NGMA- Mumbai : Ideas and Images VI

It is fondly called the Mumbai Magazine Show. The National Gallery of Modern Art, Mumbai (NGMA-M) brings it out annually, with the support of Bombay-wallah artists. The five-storied architecture of the NGMA-M unfolds like various departments in a magazine : usually one retrospective 'Artist's Profile' section that helps re-think the revered artists, then a section that upholds collectivism in art, and a section that vies to internalize the otherwise 'peripheral' visual arts, another that facilitates showcasing the choice of a set of art-public in the city (critics, celebrities, corporations, artists, this time the 5 major Galleries), and yet another that showcases leading young artists en theme. Critically, the show does not leave a composite impact. Neither do the curators intend such an impact.
Instead, each section has its highlights, and a section becomes the highlight of the Magazine. Cosmopolitan 'Bambai' thus cheers up to the spirit of a five-in-one cocktail (and the opening night blooms even without a millilitre of alcohol)! This year's Magazine, equally extensive, was opened by theatre doyen and art connoisseur Ibrahim Alkazi, on October 20. As the invitees auscultated to Mr. Alkazi's heart for the arts, few smart ones had already started eyeing the works featured.

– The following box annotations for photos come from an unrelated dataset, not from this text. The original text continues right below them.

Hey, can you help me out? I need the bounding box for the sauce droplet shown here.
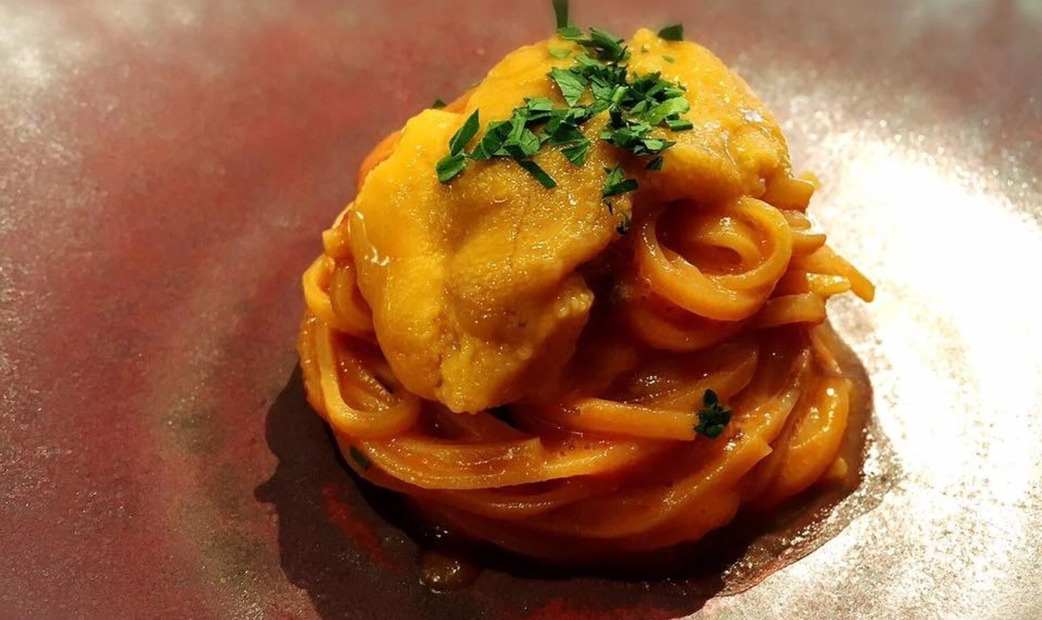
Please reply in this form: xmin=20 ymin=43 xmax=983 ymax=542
xmin=420 ymin=549 xmax=481 ymax=592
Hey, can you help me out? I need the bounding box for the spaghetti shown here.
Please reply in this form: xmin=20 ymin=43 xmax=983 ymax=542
xmin=299 ymin=30 xmax=873 ymax=563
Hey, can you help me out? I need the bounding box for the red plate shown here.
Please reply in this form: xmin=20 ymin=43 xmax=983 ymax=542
xmin=0 ymin=0 xmax=1042 ymax=619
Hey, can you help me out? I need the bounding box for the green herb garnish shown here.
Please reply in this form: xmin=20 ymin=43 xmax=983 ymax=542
xmin=557 ymin=26 xmax=582 ymax=41
xmin=561 ymin=139 xmax=590 ymax=166
xmin=449 ymin=109 xmax=481 ymax=155
xmin=435 ymin=153 xmax=467 ymax=183
xmin=550 ymin=67 xmax=587 ymax=105
xmin=576 ymin=28 xmax=629 ymax=63
xmin=601 ymin=166 xmax=638 ymax=198
xmin=437 ymin=0 xmax=693 ymax=201
xmin=695 ymin=390 xmax=731 ymax=439
xmin=553 ymin=0 xmax=568 ymax=28
xmin=347 ymin=446 xmax=373 ymax=471
xmin=666 ymin=119 xmax=695 ymax=131
xmin=659 ymin=24 xmax=684 ymax=41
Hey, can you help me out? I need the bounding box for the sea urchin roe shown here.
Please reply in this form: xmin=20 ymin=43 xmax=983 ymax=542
xmin=342 ymin=30 xmax=789 ymax=412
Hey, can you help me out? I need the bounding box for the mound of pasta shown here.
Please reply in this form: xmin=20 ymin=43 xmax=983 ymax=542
xmin=299 ymin=25 xmax=873 ymax=562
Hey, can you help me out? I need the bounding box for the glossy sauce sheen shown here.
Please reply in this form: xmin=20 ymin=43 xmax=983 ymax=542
xmin=299 ymin=30 xmax=874 ymax=580
xmin=342 ymin=30 xmax=788 ymax=412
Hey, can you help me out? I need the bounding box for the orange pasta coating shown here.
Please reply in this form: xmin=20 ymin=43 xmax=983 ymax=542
xmin=299 ymin=30 xmax=873 ymax=562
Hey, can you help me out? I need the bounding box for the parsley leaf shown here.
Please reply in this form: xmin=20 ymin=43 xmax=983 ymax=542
xmin=578 ymin=28 xmax=628 ymax=63
xmin=601 ymin=166 xmax=638 ymax=198
xmin=347 ymin=446 xmax=372 ymax=471
xmin=549 ymin=67 xmax=587 ymax=105
xmin=553 ymin=0 xmax=568 ymax=28
xmin=557 ymin=26 xmax=582 ymax=41
xmin=518 ymin=159 xmax=557 ymax=190
xmin=695 ymin=390 xmax=731 ymax=439
xmin=659 ymin=24 xmax=684 ymax=41
xmin=666 ymin=119 xmax=695 ymax=131
xmin=449 ymin=109 xmax=480 ymax=155
xmin=435 ymin=153 xmax=467 ymax=183
xmin=561 ymin=139 xmax=590 ymax=166
xmin=644 ymin=97 xmax=691 ymax=125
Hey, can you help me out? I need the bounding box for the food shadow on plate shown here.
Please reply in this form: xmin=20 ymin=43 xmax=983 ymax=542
xmin=255 ymin=360 xmax=894 ymax=620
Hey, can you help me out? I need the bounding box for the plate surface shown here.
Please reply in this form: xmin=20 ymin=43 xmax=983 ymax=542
xmin=0 ymin=0 xmax=1042 ymax=619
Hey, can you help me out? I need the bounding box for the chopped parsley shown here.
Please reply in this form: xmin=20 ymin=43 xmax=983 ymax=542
xmin=449 ymin=109 xmax=481 ymax=155
xmin=659 ymin=24 xmax=684 ymax=41
xmin=550 ymin=67 xmax=588 ymax=107
xmin=695 ymin=390 xmax=731 ymax=439
xmin=601 ymin=166 xmax=638 ymax=198
xmin=436 ymin=0 xmax=694 ymax=219
xmin=347 ymin=446 xmax=373 ymax=471
xmin=553 ymin=0 xmax=568 ymax=28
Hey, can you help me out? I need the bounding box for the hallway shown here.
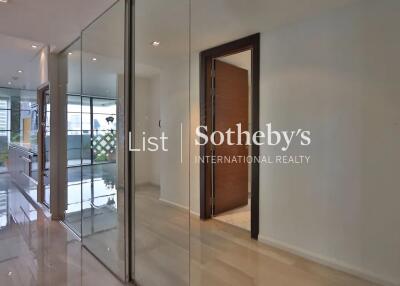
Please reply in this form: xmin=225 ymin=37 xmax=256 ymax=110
xmin=0 ymin=175 xmax=122 ymax=286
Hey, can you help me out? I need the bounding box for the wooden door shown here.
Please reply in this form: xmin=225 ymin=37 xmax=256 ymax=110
xmin=213 ymin=60 xmax=249 ymax=215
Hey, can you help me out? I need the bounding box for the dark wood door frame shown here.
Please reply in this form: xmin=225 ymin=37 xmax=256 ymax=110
xmin=200 ymin=33 xmax=260 ymax=239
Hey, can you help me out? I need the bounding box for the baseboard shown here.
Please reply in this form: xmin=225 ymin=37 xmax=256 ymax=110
xmin=135 ymin=182 xmax=160 ymax=188
xmin=258 ymin=235 xmax=400 ymax=286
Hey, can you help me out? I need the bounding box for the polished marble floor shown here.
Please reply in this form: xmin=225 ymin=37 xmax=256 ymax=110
xmin=0 ymin=175 xmax=123 ymax=286
xmin=214 ymin=198 xmax=251 ymax=231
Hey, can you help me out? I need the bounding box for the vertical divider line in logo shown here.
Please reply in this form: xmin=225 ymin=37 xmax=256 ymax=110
xmin=181 ymin=122 xmax=183 ymax=164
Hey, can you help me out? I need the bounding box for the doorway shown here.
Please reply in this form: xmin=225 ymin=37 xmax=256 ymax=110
xmin=200 ymin=34 xmax=260 ymax=239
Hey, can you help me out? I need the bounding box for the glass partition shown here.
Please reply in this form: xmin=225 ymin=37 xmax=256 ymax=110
xmin=80 ymin=0 xmax=128 ymax=280
xmin=0 ymin=88 xmax=37 ymax=173
xmin=132 ymin=0 xmax=189 ymax=286
xmin=189 ymin=0 xmax=400 ymax=286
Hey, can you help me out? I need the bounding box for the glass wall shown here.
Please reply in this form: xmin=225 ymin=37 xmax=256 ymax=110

The 'Art Gallery's choice' section seemed all set to make history ahead. With important works by Hussain, Souza, Tyeb Mehta, Prabhakar Barwe and Atul Dodiya, it almost resembled a fireworks display! A Krishen Khanna painting of the 1970s, though highly restored, commanded a collectors' gaze. It is learnt that this sizeable Khanna
painting is a new acquisition by the Sakshi Gallery, who took the painter's authentication on the restored work. The painting also intrigued critics, for its wavy, complicated structure with six human figures. This monochromatic specter is not about Christ being shrouded, but about the trauma of losing a loved and revered one.
K. K. Hebbar's mini-retrospective profile welcomed the viewer with his seminal work of a period when he had been highly influenced by Gauguin and Sher Gill ( 'Sunny South' - 1956). Hebbar's dancing line took many curves through his artistic career, and most of them were represented.
Curious were the two works dated 1946 and 48. A student of the JJ school of art, Hebbar could not evade the movement characterised by the presence of Jagannath Ahiwasi as a teacher of the 'Indian Drawing' class. Both these were family portraits (Artist's mother, his wife and daughter) turned into an miniaturish loyalty to the flat surface, the Indian decorative fervour... and yet, the work (esp. Mother) has
impulsive occurrences of the Western, Academic anatomical correctness.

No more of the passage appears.